Un fil, ou plutôt deux, nous ont été tendus à travers ces deux rencontres inopinées, Il ne tient plus qu’a nous de savoir les dérouler. Jusqu’où peuvent-ils nous mener ? Mystère. Ayons simplement confiance, étant sur un beau chemin de vie, la Terre à nos côtés.

11 septembre. Jour d’orage à Polyathos.
Les rues du village se gorgent d’eau, des ruisseaux se forment au milieu des chaussées. Nous échappons de peu à la débâcle météorologique en nous refugiant sous l’auvent de la terrasse d’un café, vis-à-vis de la mosquée. Le local est fermé. Pas un chat alentour. Par moments de furieuses bourrasques rabattent la pluie sur nous. Nous avons enfilé au plus vite nos k-ways et enveloppé nos sacs dans leur toile de protection.

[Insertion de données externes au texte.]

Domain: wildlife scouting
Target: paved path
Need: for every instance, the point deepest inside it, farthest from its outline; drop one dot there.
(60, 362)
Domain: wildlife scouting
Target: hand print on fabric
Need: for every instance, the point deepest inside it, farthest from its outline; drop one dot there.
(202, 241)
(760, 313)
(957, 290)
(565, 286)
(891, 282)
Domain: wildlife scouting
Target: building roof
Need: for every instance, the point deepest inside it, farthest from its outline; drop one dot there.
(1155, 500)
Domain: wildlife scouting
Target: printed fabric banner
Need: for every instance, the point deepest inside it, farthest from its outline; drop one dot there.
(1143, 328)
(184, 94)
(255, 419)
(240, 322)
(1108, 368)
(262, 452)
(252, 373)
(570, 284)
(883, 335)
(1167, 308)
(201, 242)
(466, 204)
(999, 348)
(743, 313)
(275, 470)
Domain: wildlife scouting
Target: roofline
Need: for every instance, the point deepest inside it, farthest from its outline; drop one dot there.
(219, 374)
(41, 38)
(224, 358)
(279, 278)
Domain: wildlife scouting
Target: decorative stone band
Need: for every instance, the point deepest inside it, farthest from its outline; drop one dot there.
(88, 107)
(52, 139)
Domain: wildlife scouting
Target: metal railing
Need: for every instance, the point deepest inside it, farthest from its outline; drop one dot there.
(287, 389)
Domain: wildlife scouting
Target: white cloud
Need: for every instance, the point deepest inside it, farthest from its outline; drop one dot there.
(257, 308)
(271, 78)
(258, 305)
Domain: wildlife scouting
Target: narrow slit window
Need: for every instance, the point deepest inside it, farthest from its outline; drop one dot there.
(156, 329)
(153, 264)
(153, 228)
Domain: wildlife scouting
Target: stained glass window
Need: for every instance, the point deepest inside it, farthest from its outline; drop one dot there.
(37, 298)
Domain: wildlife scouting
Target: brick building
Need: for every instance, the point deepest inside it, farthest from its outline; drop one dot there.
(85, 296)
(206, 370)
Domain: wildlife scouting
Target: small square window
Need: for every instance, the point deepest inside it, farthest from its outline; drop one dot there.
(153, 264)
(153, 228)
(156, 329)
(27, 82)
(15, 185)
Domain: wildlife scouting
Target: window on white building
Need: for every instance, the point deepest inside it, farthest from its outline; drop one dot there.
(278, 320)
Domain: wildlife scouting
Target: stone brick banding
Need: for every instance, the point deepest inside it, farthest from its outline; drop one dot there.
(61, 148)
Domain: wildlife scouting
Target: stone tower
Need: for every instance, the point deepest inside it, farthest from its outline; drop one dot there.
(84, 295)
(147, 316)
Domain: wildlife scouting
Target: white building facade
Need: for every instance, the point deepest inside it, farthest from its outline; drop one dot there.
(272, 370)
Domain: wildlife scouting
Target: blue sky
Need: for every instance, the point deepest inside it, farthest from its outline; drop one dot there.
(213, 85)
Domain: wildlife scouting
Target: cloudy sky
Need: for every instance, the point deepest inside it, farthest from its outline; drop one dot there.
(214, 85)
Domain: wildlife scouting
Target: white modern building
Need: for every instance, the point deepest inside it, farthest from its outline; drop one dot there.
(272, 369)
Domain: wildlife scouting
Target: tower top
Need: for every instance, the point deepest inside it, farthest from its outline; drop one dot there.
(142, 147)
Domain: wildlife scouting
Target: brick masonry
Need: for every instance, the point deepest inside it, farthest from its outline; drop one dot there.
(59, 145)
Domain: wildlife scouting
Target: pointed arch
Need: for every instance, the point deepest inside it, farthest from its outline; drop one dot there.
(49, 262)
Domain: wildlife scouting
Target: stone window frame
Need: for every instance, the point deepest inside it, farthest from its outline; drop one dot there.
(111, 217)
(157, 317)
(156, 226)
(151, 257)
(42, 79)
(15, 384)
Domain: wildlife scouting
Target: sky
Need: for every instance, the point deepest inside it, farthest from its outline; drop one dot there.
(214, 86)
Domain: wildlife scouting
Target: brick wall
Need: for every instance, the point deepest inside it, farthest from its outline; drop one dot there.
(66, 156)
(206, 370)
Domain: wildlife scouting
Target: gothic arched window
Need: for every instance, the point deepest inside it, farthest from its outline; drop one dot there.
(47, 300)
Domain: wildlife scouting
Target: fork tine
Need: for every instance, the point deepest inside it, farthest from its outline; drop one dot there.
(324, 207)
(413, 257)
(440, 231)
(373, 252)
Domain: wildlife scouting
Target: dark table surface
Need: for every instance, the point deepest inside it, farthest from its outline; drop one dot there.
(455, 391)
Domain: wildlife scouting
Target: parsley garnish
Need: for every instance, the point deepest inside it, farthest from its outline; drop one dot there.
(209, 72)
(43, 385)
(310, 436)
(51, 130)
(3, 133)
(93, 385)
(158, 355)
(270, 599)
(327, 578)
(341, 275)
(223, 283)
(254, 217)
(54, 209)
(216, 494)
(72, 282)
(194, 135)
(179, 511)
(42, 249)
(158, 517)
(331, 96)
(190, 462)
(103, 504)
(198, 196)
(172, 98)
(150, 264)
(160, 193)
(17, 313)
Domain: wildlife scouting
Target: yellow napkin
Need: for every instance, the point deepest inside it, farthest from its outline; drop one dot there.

Vient enfin l’accalmie, et avec elle deux drôles de zigotos surgis de nulle part, un jeune type et un plus vieux. Celui-ci porte un costume bleu marine défraichi et une paire de pompes noires éculées, l’autre, par-dessus un regard torve, est affublé d’un couvre-chef molletonné hésitant entre le bob de plage et le tricorne. J’ai sorti mon réchaud, je prépare du café. « Ceux-là, ils ne vont pas nous lâcher », me dis-je en-dedans. Gagné! Le plus vieux monte les quelques marches de la terrasse, s’avance, jambes arquées, frétillant comme un criquet dans un champ de lavande. Parmi les mots qu’il jette d’une voix rauque, je comprends : « Café, lego(un peu de café) ? » Après le café, ce sera la clope, je ne peux m’empêcher de penser. Il m’agace, doit le sentir alors il en rajoute – « Bulgare! Bulgaria!”, éructe-t-il en pointant les montagnes. Le jeune ne dit mot, il biaise et rit sous cape des âneries que son compère nous raconte. Sabina me voyant tendu prend le relais avec beaucoup de tact, de métier pourrait-on dire, car elle connait bien le comportement des gitans. « Moi, je suis Roumaine, monsieur », lance-t-elle au vieux en lui tendant la main. Et instantanément une espèce de lien Est-européen balkanique se crée. « Tenez, prenez un peu de café. » Le Bulgare se montre ravi, il s’agite, gaillard dans son deux pièces trois fois trop grand – “Roumania, Bulgaria!” répète-t-il en frottant ces deux index l’un contre l’autre. Puis il sort de son portefeuille une liasse de vieux billets de l’ancienne Yougoslavie qu’il défroisse avec fierté sous notre nez. Au même moment le jeune s’en revient de la fontaine où il a trouvé une paire de lunettes de soleil. Avec son bob sur la tête, Il y a du Monsieur Hulot sous les orages de Macédoine.
Les deux types s’assoient. Sabina leur offre maintenant une poignée de cacahuètes grillées. Le vieux biche, savoure son jus, fume la clope qu’il m’a taxé. Puis il part à la fontaine et rince sa tasse, qu’il remet a Sabina en prononçant bien distinctement un : « Phkaristo poli » (merci beaucoup).